I mentioned to the bride that he’d said if I went he wouldn’t and she said ‘fair enough, he won’t be missed’

I like this bride. She's not cowtowing to ex's childish tantrums, and am glad to see that by deciding to attend, that you aren't either.

ThumbWitchesAbroad · 23/10/2017 07:03

So glad you're going! have a great time (and this gives me a great excuse to use this new emoticon I've just found)

GlitterballWineHalloween Grin

PeachPit · 23/10/2017 18:33

She’s fab emmyrose she says she’ll move her very handsome, single brother into exDP’s seat! (She’s joking, but it’s lovely that she’s having a laugh about it).

He’s back to being my friend now though and suggesting we travel to the wedding together, so we don’t both have to drive. And for me not to worry about the room, me and dd can stay in it and he’ll sort something else.
I really want to reply, sorry I told bride you weren’t coming and she said I can take a plus one, so I’ve invited my friend now.
I’ve just ignored him instead and I’ve booked a room at a hotel nearby for me and Dd, as the wedding venue is fully booked. And no doubt he’ll mess about changing his mind about the room between now and then.

He’s just being a head fuck, isn’t he?

And yes it played a part Reanimated

OP posts:
CakesRUs · 23/10/2017 19:41

You could compromise by just going to the church to see your daughter being a flower girl, take a few photos then leave. You get to wish the bride well too.

AcrossthePond55 · 23/10/2017 20:22

I know you're just trying to be kind to him but honestly, I think it's time for you to cut his kite strings loose. Sounds to me like he's not moving on as he should be.

No 'shared rides', no 'take my room', no 'family Xmas'. He needs to start living his own life and not hang on to the past. It's better for both of you that way.

(And his 'sort something else' would be him at the wedding saying "I couldn't find anything, guess I'll have to bunk with you and DD".)

ReanimatedSGB · 24/10/2017 00:37

@Peachpit: then calm, smiling indifference is definitely the best way to deal with him. Also, well done on sorting out your own accommodation because, yes, it's very likely he will pull some other stunt to try to spoil your enjoyment of the day.

ThumbWitchesAbroad · 24/10/2017 08:32

Very good plan to make your own arrangements, keep it completely separate.
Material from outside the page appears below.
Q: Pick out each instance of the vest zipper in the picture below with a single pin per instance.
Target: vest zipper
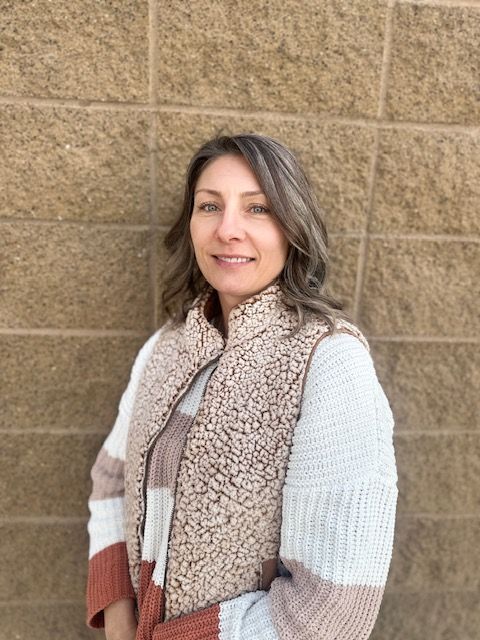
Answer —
(145, 474)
After all, if you did arrange to go with him and then he pulled out at the last minute, you'd be a bit stuck, so far better to just keep your independence totally and then he can do what he likes and it will have zero effect on what you do.

Silly man.

PeachPit · 24/10/2017 09:56

I’m not really trying to be kind to him AcrossthePond we just both said we wanted what was best for DD and neither of us want to miss out on things. It’s been working ok and we do get on generally, still chat and have a laugh together. Of course the missing out so far as benefited him and it’s got to work both ways.

But I agree maybe we need to define things a little more clearly and keep things a bit more seperate.